Nuestra posible salvadora resulta ser una joven a la que le resulta imposible dormir. Está sola en la vieja casa y su imaginación no hace más que jugarle malas pasadas. En el silencio de la noche y con los sentidos en estado de alerta el oído se agudiza y hay un leve sonido que no para de repetirse. La alacena se encuentra pegada a su cama y es fácil identificarla como el origen de ese sonido.

Su imaginación vuela: puede ser un murciélago atrapado, puede ser un ratoncito juguetón, también puede ser un pajarillo de los que a veces se cuelan no se sabe muy bien por dónde y por supuesto también cabe la opción de que sea un pequeño escarabajo cuyo ruido atemoriza más que otra cosa.

La oscuridad, la soledad, el silencio y el ruido incesante imponen, pero sabe que no podrá pegar ojo hasta que ponga fin al asunto. Ninguno de los animales imaginados le asustan tanto como para no poder hacerles frente. Se pone manos a la obra y poco a poco va sacando cazuelas, cacerolas, escurridores y demás cacharrería. Cada montón de cacharros que saca lo aparta bien lejos y pega el oído para anticiparse a un posible susto.

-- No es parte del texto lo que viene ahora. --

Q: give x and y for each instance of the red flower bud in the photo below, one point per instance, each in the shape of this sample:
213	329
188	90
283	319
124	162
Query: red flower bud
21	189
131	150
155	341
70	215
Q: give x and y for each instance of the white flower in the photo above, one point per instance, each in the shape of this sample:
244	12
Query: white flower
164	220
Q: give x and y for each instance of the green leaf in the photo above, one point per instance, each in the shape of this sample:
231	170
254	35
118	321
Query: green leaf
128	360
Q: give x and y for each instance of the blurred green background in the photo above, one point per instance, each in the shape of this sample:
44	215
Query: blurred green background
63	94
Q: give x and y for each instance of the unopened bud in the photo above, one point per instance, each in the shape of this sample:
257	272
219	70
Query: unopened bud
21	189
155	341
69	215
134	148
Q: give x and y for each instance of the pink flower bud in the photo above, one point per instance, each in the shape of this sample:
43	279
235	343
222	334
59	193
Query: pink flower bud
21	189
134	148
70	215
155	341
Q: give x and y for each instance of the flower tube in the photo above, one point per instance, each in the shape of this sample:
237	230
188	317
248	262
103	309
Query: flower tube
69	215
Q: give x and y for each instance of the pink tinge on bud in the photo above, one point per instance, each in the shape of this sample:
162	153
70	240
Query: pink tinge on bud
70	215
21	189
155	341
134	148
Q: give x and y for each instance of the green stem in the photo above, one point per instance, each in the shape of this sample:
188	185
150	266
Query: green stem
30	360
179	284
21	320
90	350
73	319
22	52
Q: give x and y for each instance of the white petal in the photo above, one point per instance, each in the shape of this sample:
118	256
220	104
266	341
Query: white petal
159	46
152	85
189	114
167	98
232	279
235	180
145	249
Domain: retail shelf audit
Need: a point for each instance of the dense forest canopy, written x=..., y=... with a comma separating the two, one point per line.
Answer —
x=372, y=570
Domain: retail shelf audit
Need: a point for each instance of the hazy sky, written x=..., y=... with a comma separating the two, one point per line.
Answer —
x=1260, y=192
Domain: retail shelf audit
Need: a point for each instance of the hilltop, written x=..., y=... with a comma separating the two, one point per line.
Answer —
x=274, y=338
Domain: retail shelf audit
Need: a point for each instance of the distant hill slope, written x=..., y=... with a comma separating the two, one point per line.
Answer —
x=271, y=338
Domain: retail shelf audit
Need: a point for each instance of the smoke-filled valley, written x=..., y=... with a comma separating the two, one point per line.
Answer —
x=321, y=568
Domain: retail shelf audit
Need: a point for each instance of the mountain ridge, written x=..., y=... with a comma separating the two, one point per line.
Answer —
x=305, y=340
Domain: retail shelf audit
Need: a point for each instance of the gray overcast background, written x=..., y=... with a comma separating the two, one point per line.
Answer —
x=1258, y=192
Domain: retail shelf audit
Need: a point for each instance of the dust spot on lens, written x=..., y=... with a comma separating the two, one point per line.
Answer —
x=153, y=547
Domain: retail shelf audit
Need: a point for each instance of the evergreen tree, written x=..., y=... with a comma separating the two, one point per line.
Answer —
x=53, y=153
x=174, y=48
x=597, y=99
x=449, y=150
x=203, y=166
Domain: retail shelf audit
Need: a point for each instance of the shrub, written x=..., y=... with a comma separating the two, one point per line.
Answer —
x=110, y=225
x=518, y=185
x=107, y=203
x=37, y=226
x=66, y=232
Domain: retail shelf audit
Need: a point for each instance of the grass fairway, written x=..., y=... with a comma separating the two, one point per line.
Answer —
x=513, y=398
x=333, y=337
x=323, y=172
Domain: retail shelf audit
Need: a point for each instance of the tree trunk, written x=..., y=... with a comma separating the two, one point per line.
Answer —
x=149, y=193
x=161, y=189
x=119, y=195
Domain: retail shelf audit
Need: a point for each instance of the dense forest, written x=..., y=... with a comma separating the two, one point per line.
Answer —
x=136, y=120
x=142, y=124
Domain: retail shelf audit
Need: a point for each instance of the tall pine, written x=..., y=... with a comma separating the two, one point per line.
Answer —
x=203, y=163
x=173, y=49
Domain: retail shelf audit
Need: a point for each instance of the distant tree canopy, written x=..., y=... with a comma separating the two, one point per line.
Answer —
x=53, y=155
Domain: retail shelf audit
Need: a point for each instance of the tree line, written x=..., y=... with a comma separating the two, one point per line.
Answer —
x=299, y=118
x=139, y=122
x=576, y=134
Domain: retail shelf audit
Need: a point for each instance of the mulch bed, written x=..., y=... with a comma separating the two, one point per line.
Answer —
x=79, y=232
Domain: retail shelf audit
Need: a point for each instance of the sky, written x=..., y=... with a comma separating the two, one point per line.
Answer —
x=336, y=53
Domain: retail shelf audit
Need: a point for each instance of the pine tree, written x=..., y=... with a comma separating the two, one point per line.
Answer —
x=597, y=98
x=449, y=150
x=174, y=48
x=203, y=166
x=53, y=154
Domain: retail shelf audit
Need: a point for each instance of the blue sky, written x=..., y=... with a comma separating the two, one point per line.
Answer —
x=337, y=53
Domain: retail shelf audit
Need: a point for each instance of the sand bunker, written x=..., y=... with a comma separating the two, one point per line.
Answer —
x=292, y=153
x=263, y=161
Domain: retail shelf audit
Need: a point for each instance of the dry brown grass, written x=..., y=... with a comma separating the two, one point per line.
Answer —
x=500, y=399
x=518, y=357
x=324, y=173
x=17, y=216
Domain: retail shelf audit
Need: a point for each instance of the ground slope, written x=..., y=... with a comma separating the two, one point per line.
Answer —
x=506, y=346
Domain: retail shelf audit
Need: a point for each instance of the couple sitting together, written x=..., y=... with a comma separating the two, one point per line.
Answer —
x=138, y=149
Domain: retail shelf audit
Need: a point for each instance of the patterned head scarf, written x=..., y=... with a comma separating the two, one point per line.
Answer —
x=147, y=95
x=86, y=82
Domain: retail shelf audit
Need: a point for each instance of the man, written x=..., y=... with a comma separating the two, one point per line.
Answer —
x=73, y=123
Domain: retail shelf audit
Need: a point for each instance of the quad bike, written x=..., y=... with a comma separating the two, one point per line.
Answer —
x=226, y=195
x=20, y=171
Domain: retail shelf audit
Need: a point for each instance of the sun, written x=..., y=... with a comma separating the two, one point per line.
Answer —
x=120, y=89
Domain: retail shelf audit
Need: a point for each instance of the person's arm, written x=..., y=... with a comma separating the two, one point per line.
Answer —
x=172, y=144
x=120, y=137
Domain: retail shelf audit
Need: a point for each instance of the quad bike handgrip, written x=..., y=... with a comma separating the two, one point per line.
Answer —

Va llegando al final y ya tiene identificadas las fuentes de porcelana como la trampa en la que se haya ese ser por descubrir. Suena como si fueran las mismas fuentes que chirriasen en granitos de arena.  De una en una va levantándolas y separándolas. Observándolas por ambas caras y manteniendo los brazos lo más alejados posibles de su cuerpo y rostro.

Ya sólo queda una. Levanta y respira. Finalmente es un escarabajo.

Está cansada. Quiere dormir y no quiere que su última imagen antes de irse a la cama sea algo desagradable. Complacida por haberle hecho frente a sus miedos y por poder acostarse sin haberse llevado un gran susto decide ser indulgente con el escarabajo, al que lanza a la calle por la ventana.